Метр за метром продвигался ковер по липкому, наполненному мириадами крошечных капель воздуху со скоростью торопливого пешехода, достигая противоположного конца долины, разворачиваясь и возвращаясь по параллельной траектории, а башни все не было и не было.
– Мы можем так до вечера мотаться! Завтрашнего! – забросил дуться и нетерпеливо повернулся к товарищам менестрель. – Тут не видно ничего на расстоянии вытянутой руки, а ширина долины километр, не меньше! Это ж сколько раз Масдаю шириной в три метра нужно ее проползти вперед-назад?!
Ковер остановился резко, едва не стряхнув негодующего миннезингера.
– Это был риторический вопрос или экзистенциальный?
– Первое, – быстро сообщил бард, опасаясь, что в случае второго варианта вычислять количество раз и вводить поправку на девиацию заставят его.
– И что ты предлагаешь? – сердито прошуршал под ним мохеровый голос.

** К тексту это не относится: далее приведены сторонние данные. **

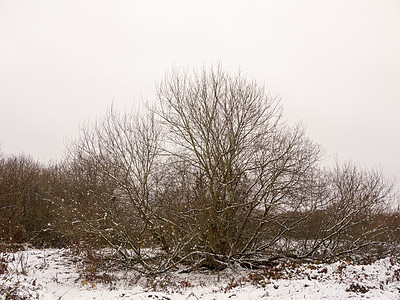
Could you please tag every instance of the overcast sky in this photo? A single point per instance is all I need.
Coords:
(335, 65)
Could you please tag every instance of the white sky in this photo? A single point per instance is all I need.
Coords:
(335, 64)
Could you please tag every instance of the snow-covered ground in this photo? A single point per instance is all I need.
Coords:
(59, 274)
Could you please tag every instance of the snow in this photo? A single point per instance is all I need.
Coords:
(58, 274)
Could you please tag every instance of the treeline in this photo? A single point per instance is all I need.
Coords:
(209, 176)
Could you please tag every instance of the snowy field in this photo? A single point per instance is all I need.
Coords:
(60, 274)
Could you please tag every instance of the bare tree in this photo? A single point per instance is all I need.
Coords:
(246, 165)
(213, 176)
(120, 153)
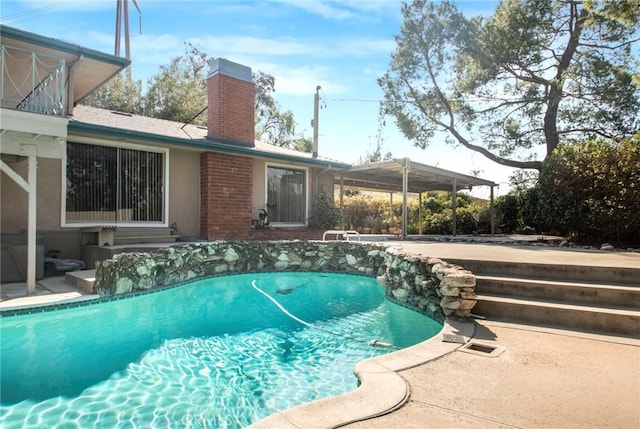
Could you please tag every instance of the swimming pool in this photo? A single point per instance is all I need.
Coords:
(211, 353)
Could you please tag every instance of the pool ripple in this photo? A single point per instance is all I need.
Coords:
(220, 381)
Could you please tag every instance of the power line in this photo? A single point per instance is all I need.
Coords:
(36, 10)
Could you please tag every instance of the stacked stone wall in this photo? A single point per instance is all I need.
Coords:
(427, 284)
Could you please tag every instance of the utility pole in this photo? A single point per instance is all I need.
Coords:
(314, 122)
(122, 10)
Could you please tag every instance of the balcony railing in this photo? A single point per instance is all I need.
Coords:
(32, 81)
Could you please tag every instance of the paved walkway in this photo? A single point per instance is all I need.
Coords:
(543, 378)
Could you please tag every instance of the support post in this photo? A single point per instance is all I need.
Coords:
(492, 213)
(316, 103)
(342, 202)
(454, 202)
(31, 226)
(420, 213)
(405, 190)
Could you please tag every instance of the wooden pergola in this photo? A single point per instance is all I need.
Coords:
(405, 176)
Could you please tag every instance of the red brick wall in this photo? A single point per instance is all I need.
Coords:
(225, 196)
(231, 109)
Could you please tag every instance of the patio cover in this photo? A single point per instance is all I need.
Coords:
(404, 175)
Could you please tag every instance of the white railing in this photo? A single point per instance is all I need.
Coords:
(32, 81)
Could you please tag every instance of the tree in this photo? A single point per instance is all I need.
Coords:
(118, 94)
(179, 91)
(591, 191)
(533, 74)
(273, 126)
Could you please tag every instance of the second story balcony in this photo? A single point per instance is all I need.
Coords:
(32, 81)
(48, 76)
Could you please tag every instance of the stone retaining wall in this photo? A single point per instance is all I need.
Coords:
(427, 284)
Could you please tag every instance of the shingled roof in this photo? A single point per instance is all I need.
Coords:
(106, 123)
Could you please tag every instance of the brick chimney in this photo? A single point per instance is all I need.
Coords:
(226, 179)
(231, 100)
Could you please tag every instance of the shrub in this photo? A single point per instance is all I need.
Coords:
(591, 191)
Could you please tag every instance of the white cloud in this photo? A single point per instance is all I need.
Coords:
(347, 9)
(301, 81)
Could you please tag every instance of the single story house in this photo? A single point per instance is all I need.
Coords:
(81, 178)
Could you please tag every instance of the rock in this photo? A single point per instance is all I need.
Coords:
(400, 294)
(607, 247)
(123, 285)
(351, 260)
(231, 255)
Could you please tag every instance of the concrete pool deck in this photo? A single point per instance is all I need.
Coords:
(544, 377)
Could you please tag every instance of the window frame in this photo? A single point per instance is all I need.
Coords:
(119, 145)
(307, 187)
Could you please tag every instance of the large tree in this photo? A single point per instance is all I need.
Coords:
(533, 74)
(118, 94)
(179, 91)
(273, 126)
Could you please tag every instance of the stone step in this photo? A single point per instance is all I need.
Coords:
(568, 273)
(82, 280)
(579, 317)
(561, 292)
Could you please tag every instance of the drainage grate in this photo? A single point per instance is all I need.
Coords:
(481, 349)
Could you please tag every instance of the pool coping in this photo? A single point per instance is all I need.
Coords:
(382, 390)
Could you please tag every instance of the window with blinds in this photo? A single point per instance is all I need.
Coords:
(114, 185)
(286, 195)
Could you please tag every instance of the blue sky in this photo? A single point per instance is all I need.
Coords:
(343, 46)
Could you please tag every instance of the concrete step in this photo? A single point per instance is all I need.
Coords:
(145, 239)
(82, 280)
(144, 235)
(562, 292)
(141, 232)
(569, 273)
(579, 317)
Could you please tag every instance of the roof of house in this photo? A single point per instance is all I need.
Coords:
(95, 122)
(383, 175)
(390, 176)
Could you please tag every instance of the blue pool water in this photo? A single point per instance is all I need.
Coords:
(214, 353)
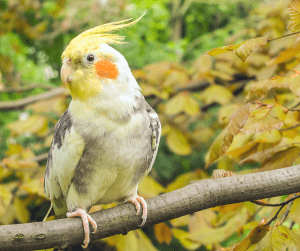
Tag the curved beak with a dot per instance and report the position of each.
(66, 72)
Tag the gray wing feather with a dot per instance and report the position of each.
(65, 152)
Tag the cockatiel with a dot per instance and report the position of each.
(107, 140)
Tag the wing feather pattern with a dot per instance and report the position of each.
(65, 152)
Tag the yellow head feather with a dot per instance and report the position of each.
(91, 38)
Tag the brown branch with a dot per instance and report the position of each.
(21, 103)
(26, 88)
(198, 195)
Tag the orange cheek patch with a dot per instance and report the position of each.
(106, 69)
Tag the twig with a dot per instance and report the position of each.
(287, 210)
(275, 205)
(21, 103)
(276, 215)
(197, 196)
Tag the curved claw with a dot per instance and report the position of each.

– Это был риторический вопрос или экзистенциальный? – застигнутый врасплох не менее сложным вопросом, чем предполагаемый, пиит растерянно моргнул несколько раз и оглянулся на спутников в поисках подсказки.
– Второе, – сухо уточнил Масдай.
– Я… предлагаю… предлагаю я…
– Может, нам лететь быстрее? – поспешил на выручку Олаф.
– Или зигзагами? – осенило Ахмета.
– Или пониже? – пришло в голову Серафиме.
– Пониже – это насколько? – брюзгливо уточнил ковер. – Может, тогда вам проще пешочком прогуляться? Потому что, между прочим, некоторые от такой концентрации водных паров и намокнуть могут очень скоро, и тогда другим некоторым придется из этой долины и до куда им приспичит своим ходом идти, пока первые некоторые не просохнут!
– Ну… Давай метрах в полутора от земли попробуем… – переглянулась с супругом царевна, уловив общую мысль ковра, но не решившись погрузиться в подробности, дабы не запутаться в некотором обилии «некоторых». – Чтобы вслуччего падать было не так больно.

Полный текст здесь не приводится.